Raku has a high level of support of Unicode, with the latest version supporting Unicode 15.0. This document aims to be both an overview as well as description of Unicode features which don't belong in the documentation for routines and methods.

While it is specifically part of the VM used by Rakudo, this overview on MoarVM's internal representation of strings provides some interesting details.

For security reasons, browsers (e.g.: Firefox) may restrict the display of Unicode glyphs not in a trusted font, even if the OS has a font installed that displays the glyph. To overcome this problem for Firefox, set the `privacy.fingerprintingProtection` config option to `False`.

Filehandles and I/O§

Normalization§

Raku applies normalization by default to all input and output except for file names, which are read and written as UTF8-C8; graphemes, which are user-visible forms of the characters, will use a normalized representation. For example, the grapheme á can be represented in two ways, either using one codepoint:

á (U+E1 "LATIN SMALL LETTER A WITH ACUTE")

Or two codepoints:

a +  ́ (U+61 "LATIN SMALL LETTER A" + U+301 "COMBINING ACUTE ACCENT")

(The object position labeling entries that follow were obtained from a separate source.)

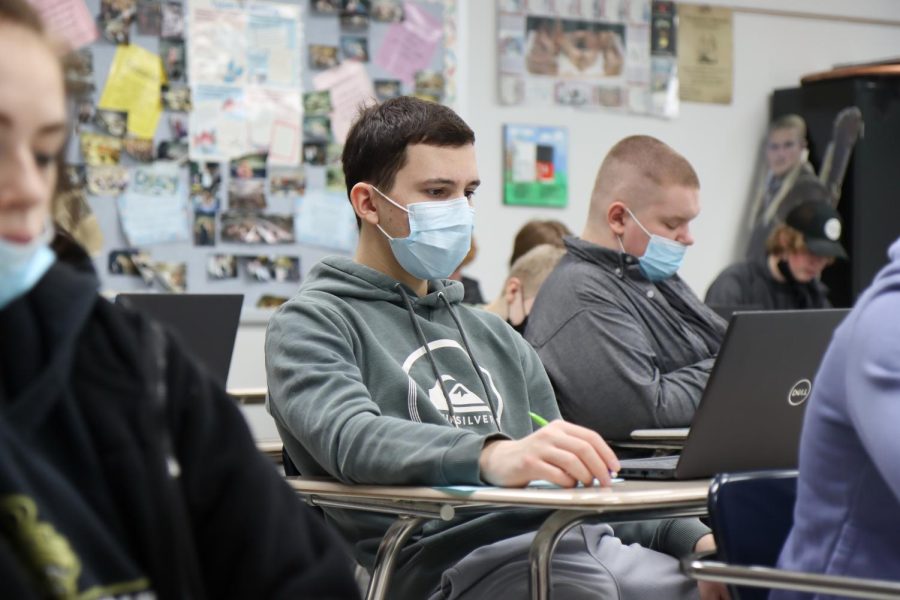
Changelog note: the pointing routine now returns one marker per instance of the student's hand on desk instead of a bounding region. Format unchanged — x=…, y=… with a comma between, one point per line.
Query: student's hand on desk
x=562, y=453
x=710, y=590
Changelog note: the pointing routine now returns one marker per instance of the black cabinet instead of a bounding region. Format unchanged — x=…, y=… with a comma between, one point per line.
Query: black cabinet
x=870, y=199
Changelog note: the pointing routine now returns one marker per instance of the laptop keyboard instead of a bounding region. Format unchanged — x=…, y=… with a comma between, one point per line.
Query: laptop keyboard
x=653, y=462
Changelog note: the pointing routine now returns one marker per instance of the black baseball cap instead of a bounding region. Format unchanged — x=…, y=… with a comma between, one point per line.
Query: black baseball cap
x=821, y=227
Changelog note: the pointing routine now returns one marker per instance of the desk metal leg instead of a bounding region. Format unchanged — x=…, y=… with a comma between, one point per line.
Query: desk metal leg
x=544, y=545
x=386, y=558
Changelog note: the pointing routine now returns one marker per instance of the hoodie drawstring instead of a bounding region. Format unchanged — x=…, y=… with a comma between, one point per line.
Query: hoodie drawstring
x=478, y=370
x=421, y=335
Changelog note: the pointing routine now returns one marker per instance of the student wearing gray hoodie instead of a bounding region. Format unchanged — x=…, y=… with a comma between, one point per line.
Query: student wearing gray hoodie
x=378, y=375
x=614, y=315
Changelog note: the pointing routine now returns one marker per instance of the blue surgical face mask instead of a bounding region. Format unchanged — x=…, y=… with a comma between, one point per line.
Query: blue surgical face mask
x=663, y=256
x=440, y=235
x=23, y=265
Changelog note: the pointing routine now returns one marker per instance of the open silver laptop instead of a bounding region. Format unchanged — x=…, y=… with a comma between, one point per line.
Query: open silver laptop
x=205, y=324
x=751, y=411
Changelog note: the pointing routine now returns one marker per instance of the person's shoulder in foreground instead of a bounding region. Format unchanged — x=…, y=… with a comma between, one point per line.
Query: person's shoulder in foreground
x=124, y=470
x=614, y=315
x=847, y=516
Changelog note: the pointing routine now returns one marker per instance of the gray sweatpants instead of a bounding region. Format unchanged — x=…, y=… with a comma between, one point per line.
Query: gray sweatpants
x=589, y=562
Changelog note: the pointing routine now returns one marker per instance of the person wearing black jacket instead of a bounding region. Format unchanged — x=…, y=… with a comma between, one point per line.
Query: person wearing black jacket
x=124, y=471
x=789, y=279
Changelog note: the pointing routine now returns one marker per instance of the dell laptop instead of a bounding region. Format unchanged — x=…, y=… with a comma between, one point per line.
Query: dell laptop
x=205, y=324
x=751, y=411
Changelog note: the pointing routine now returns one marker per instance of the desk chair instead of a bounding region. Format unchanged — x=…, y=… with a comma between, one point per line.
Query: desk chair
x=751, y=515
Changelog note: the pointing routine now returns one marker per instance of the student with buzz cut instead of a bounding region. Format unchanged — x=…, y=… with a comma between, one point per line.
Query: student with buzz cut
x=624, y=340
x=378, y=375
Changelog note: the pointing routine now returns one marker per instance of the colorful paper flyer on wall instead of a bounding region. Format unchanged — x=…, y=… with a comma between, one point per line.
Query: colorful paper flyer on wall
x=350, y=88
x=154, y=210
x=133, y=85
x=273, y=48
x=587, y=55
x=217, y=39
x=218, y=127
x=410, y=45
x=68, y=19
x=535, y=166
x=274, y=117
x=705, y=54
x=326, y=219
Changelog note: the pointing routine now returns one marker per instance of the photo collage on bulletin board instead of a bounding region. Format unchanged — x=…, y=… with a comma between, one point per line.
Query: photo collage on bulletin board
x=208, y=138
x=615, y=55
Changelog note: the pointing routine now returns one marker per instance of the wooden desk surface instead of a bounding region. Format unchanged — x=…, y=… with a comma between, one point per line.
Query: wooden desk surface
x=621, y=496
x=249, y=395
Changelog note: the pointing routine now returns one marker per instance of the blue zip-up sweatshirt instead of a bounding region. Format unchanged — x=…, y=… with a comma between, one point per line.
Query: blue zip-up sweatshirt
x=847, y=517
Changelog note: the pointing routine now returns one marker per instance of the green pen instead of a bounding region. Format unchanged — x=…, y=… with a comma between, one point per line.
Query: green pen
x=538, y=419
x=542, y=422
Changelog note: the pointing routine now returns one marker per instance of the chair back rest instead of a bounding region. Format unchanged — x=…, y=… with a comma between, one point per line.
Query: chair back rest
x=751, y=514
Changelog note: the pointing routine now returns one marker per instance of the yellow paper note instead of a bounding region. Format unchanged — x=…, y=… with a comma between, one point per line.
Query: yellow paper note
x=133, y=86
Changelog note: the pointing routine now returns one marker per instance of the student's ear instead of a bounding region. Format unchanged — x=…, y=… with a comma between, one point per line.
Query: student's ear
x=362, y=197
x=615, y=217
x=513, y=285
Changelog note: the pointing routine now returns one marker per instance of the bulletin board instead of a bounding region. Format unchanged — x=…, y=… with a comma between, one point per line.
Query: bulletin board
x=610, y=55
x=240, y=190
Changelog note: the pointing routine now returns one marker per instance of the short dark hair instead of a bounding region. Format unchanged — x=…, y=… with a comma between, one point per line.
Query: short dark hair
x=534, y=233
x=375, y=149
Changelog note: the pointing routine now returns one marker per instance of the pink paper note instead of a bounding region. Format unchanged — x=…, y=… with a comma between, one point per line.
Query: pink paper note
x=351, y=89
x=69, y=20
x=409, y=46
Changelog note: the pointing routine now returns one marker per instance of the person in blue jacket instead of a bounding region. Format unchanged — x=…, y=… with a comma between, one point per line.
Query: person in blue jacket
x=847, y=517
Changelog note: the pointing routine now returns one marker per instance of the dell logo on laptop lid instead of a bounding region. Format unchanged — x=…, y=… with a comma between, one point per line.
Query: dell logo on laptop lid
x=799, y=392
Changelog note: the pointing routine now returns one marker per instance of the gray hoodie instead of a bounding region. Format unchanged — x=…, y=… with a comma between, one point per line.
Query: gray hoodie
x=623, y=353
x=355, y=396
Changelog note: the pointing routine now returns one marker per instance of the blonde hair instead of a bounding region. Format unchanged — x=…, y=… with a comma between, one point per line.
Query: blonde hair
x=533, y=267
x=784, y=239
x=634, y=170
x=792, y=122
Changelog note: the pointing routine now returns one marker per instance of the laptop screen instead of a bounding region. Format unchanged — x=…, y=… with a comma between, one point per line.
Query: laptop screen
x=205, y=324
x=751, y=412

Raku will turn both these inputs into one codepoint, as is specified for Normalization Form C (NFC). In most cases this is useful and means that two inputs that are equivalent are both treated the same. Unicode has a concept of canonical equivalence which allows us to determine the canonical form of a string, thus allowing us to properly compare strings and manipulate them without having to worry about the text losing these properties. By default, any text you process or output from Raku will be in this “canonical” form, even when making modifications or concatenations to the string (see below for how to avoid this). For more detailed information about Normalization Form C and canonical equivalence, see the Unicode Foundation's page on Normalization and Canonical Equivalence.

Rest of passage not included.